La filière agroalimentaire s'organise face à l'interdiction des marchés et au manque de main-d'œuvre
Les fermetures des marchés depuis le 24 mars 2020 est un nouveau coup dur pour les agriculteurs locaux qui peinent à écouler leurs produits depuis le début de la crise et qui sont confrontés à un manque de main-d'oeuvre à l'approche des récoltes de printemps. Un appel à la mobilisation nationale vient d'être lancé afin de recourir aux nombreux Français actuellement privés de travail.
Les producteurs locaux sont sous le feu croisé de deux décisions : la fermeture des marchés depuis le 24 mars et donc d'un débouché important et les restrictions de circulation avec les pays voisins qui les privent d'une part importante de travailleurs saisonniers alors que débutent les récoltes de printemps. S'agissant des marchés, des dérogations sont possibles, notamment pour les communes les plus éloignées d'une zone commerciale, dont le marché municipal est le seul moyen d'avoir accès à des produits frais. Pour ce faire, les maires devront obtenir une dérogation auprès du préfet (sur les aspects juridiques voir aussi notre article : "Dérogations à la fermeture des marchés : vérité au-deçà de la Loire..."). Pour Paris, où les images du marché d'Aligre bondé avaient créé la polémique, aucun marché n'est maintenu. Dès l'annonce de l'interdiction, la mairie de la Paris a ainsi fait savoir qu'elle ne demanderait pas de dérogation.
D'autres villes ont fait le choix inverse, sans remettre en cause la légitimité d'une décision au niveau national. C'est le cas d'Avesnes-le-Comte, Angoulême, Périgueux ou encore Besançon qui a notamment obtenu auprès du préfet des dérogations pour deux marchés spécifiques : un marché couvert et un marché situé dans un quartier prioritaire de la ville, où un hypermarché a récemment subi un incendie. "Cela va permettre aux habitants de ce quartier de s'approvisionner", explique-t-on à la mairie. Des ouvertures permises sous réserve d'un système de sécurité sanitaire important : des barrières pour l'entrée des consommateurs, une gestion des flux, le respect des gestes barrières. La mairie envoie notamment du personnel sur le marché ouvert pour vérifier avant l'ouverture ces dispositifs, la police municipale prend ensuite le relais pour les faire respecter. Et d'autres idées sont en cours de développement entre la mairie et la préfecture pour notamment faire en sorte que les hypermarchés ouverts puissent réserver un espace pour les produits locaux, ou les vendre directement. Des marchés en mode "drive", comme dans la grande distribution, sont aussi à l'étude. À Avignon, cette modalité est déjà possible : les clients passent leur commande via une application, les commerçants préparent la commande, qui est télépayée et récupérée par la suite par les clients. "Nous avons des réunions de travail au niveau national pour trouver des solutions permettant aux producteurs de continuer à vendre leurs produits", explique à Localtis André Bernard, président de la chambre régionale d'agriculture Paca. Car ces producteurs ont déjà subi la fermeture des cantines scolaires et des restaurants.

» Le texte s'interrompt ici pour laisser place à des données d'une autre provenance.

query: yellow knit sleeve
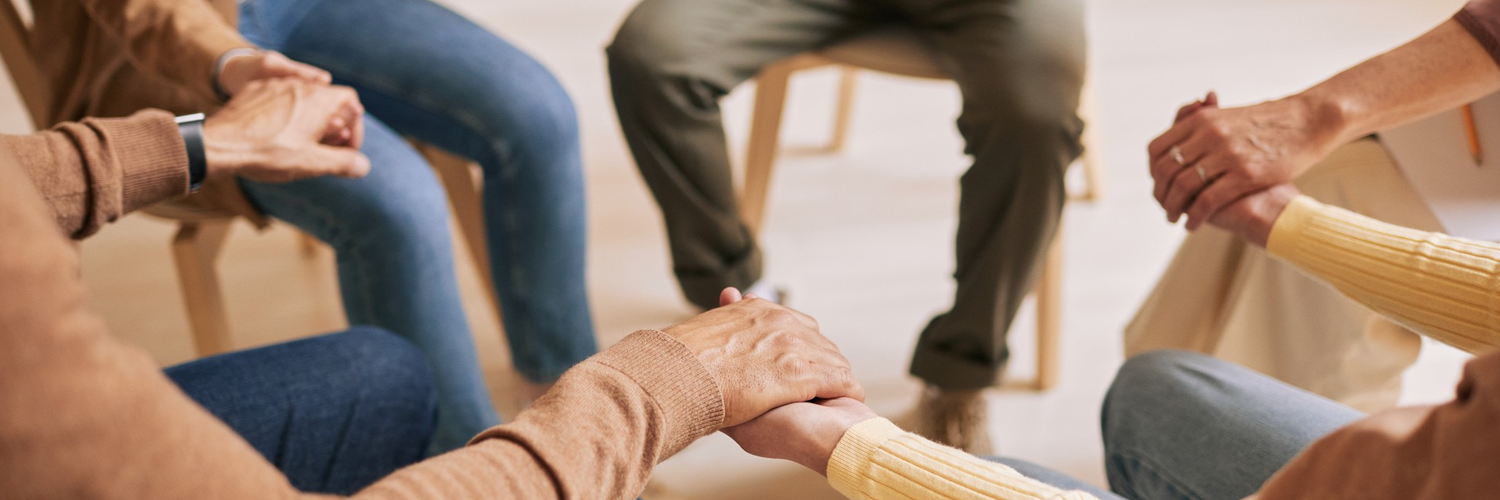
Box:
[1266,197,1500,353]
[828,419,1095,500]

Allez travailler dans les champs
Mais l'écoulement de la production n'est pas le seul souci des agriculteurs. Ils doivent aussi faire face au manque de main-d'œuvre pour le ramassage, les récoltes, et les travaux des champs en ce début de saison. "Jusqu'à maintenant, notre main-d'œuvre arrive des pays de l'Est, du Maroc, de la Tunisie, il y a très peu de Français, détaille à Localtis Bernard Lannes, président de la Coordination rurale. Avec la fermeture des frontières, nous ne savons pas comment nous allons faire." La FNSEA partage les mêmes inquiétudes : pour les récoltes de fruits et légumes, ce sont 70.000 à 80.000 saisonniers, sur les 200.000 dont la filière agricole a besoin de mars à mai, qui viennent habituellement d'Espagne, du Portugal, de Pologne et d'Afrique. Une menace pour les récoltes d'asperges, de fraises, d'endives, de tomates, et de cerises, la cueillette de ces dernières intervenant dans un mois… La FNSEA avait dans ce sens réclamé le recours à des salariés placés actuellement en chômage partiel, voire à des élèves et étudiants des établissements agricoles qui le souhaitent.

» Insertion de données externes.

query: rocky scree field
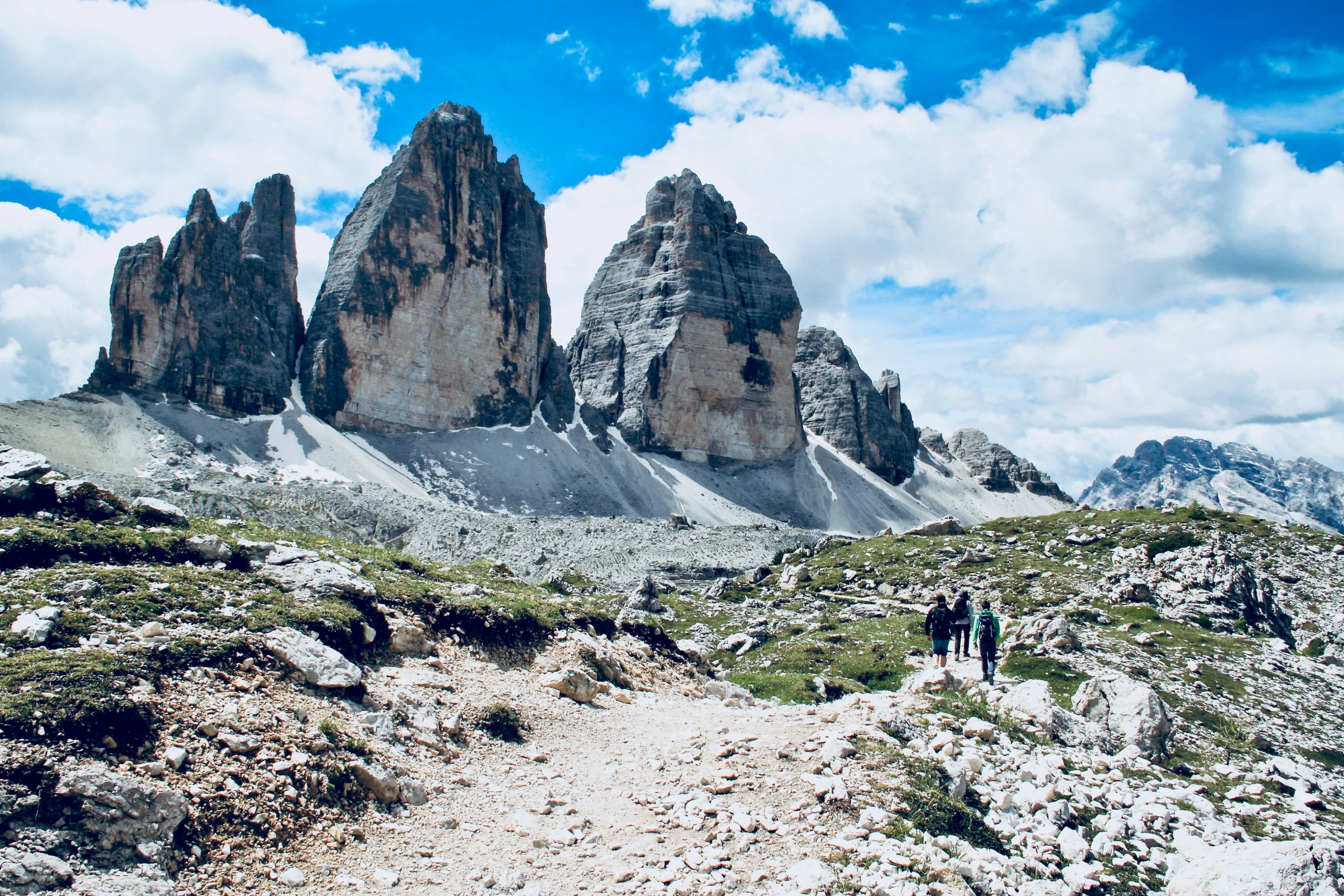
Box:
[0,445,1340,896]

Face à cette situation, le ministre de l'Agriculture, Didier Guillaume, a lancé le 24 mars un appel à la mobilisation nationale, demandant à ceux qui ne travaillent pas actuellement de se proposer pour aller travailler dans les champs... et rejoindre "la grande armée de l'agriculture française". Un plan de soutien spécifique destiné à faciliter les règles d'accès à l'emploi pour ce secteur agricole et agroalimentaire a été lancé dans la foulée, prévoyant notamment une plateforme regroupant les offres disponibles pour les entreprises concernées, la prise en charge par Pôle emploi de la présélection des candidats et la possibilité pour les candidats de consulter les offres et d'accéder directement aux coordonnées des recruteurs. Des associations avaient déjà pris les devants, élaborant des plateformes pour que se rencontrent les offres d'entreprises et les candidats, comme "Des bras pour ton assiette".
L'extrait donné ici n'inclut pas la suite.